トルコのキプロス侵攻

トルコのキプロス侵攻 (トルコのキプロスしんこう、Turkish invasion of Cyprus) は、1974年7月15日キプロスのクーデター直後の1974年7月20日に開始された。

トルコ側の作戦名はアティッラー作戦トルコ語: Atilla Harekât)である。

概要編集

クーデターは、ギリシャ軍事政権により指令を受けたキプロス国家防衛隊EOKA Bと共同で実行した。キプロス大統領のマカリオス3世大主教が解任され、ニコス・サンプソンが大統領に任命された。クーデターの目的は、キプロスとギリシアの連合(Enosis)であり、キプロス・ギリシャ共和国(Hellenic Republic of Cyprus)設立の宣言であった。

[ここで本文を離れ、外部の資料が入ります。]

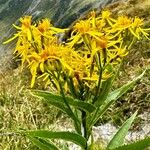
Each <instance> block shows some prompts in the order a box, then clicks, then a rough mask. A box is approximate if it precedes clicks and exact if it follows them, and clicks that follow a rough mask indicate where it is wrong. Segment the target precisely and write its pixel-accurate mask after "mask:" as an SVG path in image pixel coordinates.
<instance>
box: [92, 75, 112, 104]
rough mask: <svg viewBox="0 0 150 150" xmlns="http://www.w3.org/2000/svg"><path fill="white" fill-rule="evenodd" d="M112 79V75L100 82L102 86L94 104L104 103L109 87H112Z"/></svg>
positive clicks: (107, 94)
mask: <svg viewBox="0 0 150 150" xmlns="http://www.w3.org/2000/svg"><path fill="white" fill-rule="evenodd" d="M113 79H114V77H111V78H109V79H107V80H106V81H104V82H103V83H102V88H101V89H102V90H101V92H100V94H99V97H98V99H97V101H96V102H95V105H96V106H100V105H102V104H103V103H104V101H105V100H106V98H107V96H108V94H109V92H110V89H111V87H112V83H113Z"/></svg>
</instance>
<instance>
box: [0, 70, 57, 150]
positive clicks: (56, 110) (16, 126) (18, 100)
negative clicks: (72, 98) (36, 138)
mask: <svg viewBox="0 0 150 150" xmlns="http://www.w3.org/2000/svg"><path fill="white" fill-rule="evenodd" d="M28 78H29V77H28V75H27V74H26V75H25V74H22V73H21V72H20V71H19V69H15V70H12V69H9V70H8V71H7V72H3V73H2V74H0V110H1V111H0V149H3V150H10V149H12V150H13V149H14V150H16V149H17V150H22V149H36V148H35V147H33V145H32V144H30V143H29V141H28V140H26V139H24V138H23V137H18V136H16V135H11V134H10V135H8V136H7V135H3V133H8V134H9V133H11V132H14V131H18V130H26V129H37V128H38V129H41V128H42V129H44V128H46V129H52V126H51V125H52V124H53V123H54V122H55V121H56V118H57V116H58V115H59V111H58V110H56V109H55V108H53V107H50V106H47V105H46V104H45V103H42V102H41V101H40V100H37V99H36V98H34V97H32V96H31V95H30V93H29V92H28V90H27V89H28V88H29V85H30V83H29V79H28Z"/></svg>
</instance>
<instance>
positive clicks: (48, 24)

1974年7月、トルコ軍は停戦が宣言される前に、島の3%に侵攻、占領した。ギリシャ軍事政権は崩壊し、民政となった。1974年8月、再度のトルコの侵攻により、島の約36%が占領された。1974年8月からの停戦ラインは、キプロスの国連緩衝地帯となり、一般的にグリーンラインと呼ばれている。

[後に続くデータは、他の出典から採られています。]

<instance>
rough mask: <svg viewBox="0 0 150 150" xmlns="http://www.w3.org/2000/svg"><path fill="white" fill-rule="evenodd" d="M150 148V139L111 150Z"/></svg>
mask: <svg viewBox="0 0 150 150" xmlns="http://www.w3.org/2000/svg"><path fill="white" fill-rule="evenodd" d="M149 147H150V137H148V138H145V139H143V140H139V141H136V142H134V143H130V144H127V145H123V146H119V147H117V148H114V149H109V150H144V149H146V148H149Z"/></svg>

約150,000人(キプロス総人口の4分の1以上、ギリシャ系キプロス人人口の3分の1に相当)が、ギリシャ系キプロス人が人口の80%を占めていた島北部より追放された。1975年には、およそ60,000人のトルコ系キプロス人(トルコ系キプロス人の人口の半分)が、南から北に移った。トルコのキプロス侵攻の結果、国連が監視するグリーンラインに沿って、キプロスが分割された。グリーンラインは今もなおキプロスを分断しており、島の北側に事実上、自治トルコキプロス政権ができた。1983年、北キプロス・トルコ共和国(TRNC)が独立を宣言したが、トルコのみが共和国を承認している。国際社会は、TRNCの領土をキプロス共和国のトルコ占領地域と見なしている。この占領は国際法下で違法と見なされており、欧州連合にキプロスが加盟したため、欧州連合の領土を不法に占領していることとなっている。

トルコ人は、この作戦は「キプロス平和作戦(Kıbrıs Barış Harekâtı)」、「平和作戦(Barış Harekâtı)」、又は「キプロス作戦(Kıbrıs Harekâtı)」とも呼んでおり、トルコの軍事行動は平和維持作戦であると主張している。